First of all, did they tell you what virus they think you have? If so, go to one of the anti-virus vendors' websites (e.g.
www.sarc.com) and search for that particular virus - it should tell you many details about how you can tell if you're infected, and so on. I presume the internal boxes are Windows boxes?
Secondly, many viruses fake the senders' address: so just because the ISP thinks you're infected doesn't mean you are. Again, the description of the particular virus on the a-v vendor's website should tell you whether or not it behaves like this.
Alternatively, log in as root and run 'tethereal' (you may need to install it first). That shows you what packets are going through your network interfaces - it's probably easier to do this here than at the firewall. If you know what you're looking for (you say the ISP sent you sample logs?), then pipe the output through grep and you'll see what's happening soon enough.
For example:
root> tethereal -i eth0 | grep 69.50.188.180
...(where eth0 is your outside interface) should show up traffic to the ip address 69.50.188.180, which is a potential symptom of Trojan.Flush.C, which Symantec currently report as one of the top five virus threats.
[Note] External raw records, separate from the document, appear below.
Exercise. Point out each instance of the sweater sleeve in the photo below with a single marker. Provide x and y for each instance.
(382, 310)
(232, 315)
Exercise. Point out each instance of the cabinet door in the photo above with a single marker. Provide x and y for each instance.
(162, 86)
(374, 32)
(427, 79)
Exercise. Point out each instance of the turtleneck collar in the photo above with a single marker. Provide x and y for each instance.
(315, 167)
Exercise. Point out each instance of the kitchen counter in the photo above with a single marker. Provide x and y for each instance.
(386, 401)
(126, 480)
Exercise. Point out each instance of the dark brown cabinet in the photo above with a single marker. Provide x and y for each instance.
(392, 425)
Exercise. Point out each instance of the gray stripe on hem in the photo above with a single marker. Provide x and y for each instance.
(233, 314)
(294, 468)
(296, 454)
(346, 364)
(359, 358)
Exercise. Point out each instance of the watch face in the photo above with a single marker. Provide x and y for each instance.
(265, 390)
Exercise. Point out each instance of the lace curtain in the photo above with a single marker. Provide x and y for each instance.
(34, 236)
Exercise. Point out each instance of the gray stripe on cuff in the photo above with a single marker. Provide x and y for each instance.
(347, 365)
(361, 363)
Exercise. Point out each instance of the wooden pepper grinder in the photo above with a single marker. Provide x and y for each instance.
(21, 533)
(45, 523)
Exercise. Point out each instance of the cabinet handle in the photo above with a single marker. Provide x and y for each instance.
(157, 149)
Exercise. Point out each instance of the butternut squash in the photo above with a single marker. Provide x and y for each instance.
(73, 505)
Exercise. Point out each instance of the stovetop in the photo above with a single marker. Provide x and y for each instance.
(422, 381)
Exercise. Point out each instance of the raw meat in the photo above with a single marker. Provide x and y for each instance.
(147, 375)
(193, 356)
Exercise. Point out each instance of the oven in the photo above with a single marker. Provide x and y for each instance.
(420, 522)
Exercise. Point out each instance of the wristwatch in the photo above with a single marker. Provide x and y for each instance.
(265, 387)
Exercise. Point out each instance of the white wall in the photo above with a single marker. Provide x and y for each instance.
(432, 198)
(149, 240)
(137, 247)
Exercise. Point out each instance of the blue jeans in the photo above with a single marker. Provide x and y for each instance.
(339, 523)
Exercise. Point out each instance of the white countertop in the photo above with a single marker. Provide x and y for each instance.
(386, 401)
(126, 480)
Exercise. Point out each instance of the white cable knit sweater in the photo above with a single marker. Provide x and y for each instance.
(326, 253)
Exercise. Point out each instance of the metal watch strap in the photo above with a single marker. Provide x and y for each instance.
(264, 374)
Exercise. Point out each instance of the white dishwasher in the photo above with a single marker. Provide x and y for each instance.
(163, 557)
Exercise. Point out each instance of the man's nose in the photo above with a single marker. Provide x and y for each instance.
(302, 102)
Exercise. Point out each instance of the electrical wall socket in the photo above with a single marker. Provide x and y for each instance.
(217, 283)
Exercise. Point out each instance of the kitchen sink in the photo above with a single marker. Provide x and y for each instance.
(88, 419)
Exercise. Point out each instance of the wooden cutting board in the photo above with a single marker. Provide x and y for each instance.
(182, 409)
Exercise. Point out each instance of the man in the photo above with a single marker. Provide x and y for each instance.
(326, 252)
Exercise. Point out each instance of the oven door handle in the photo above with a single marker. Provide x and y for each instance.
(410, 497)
However if you do want to log outgoing traffic at the firewall, then that depends on which firewall you use. I use iptables, and I would do something like this:
iptables -A INPUT -i $internal_interface -m state --state NEW -j LOG --log-prefix "IPT_NEW_INT: "
iptables -A INPUT -i $internal_interface -m state --state NEW -j ACCEPT
The first line logs the traffic, the second line allows it through.
then just keep an eye on the logs:
root> tail -f /var/log/messages | grep IPT_NEW_INT
...should show up any new outbound connections being initiated. This is my least recommended method of checking, as it's the least likely to succeed.
If you tell us which virus they think you have, someone can tell you in a bit more detail what sort of thing to look for.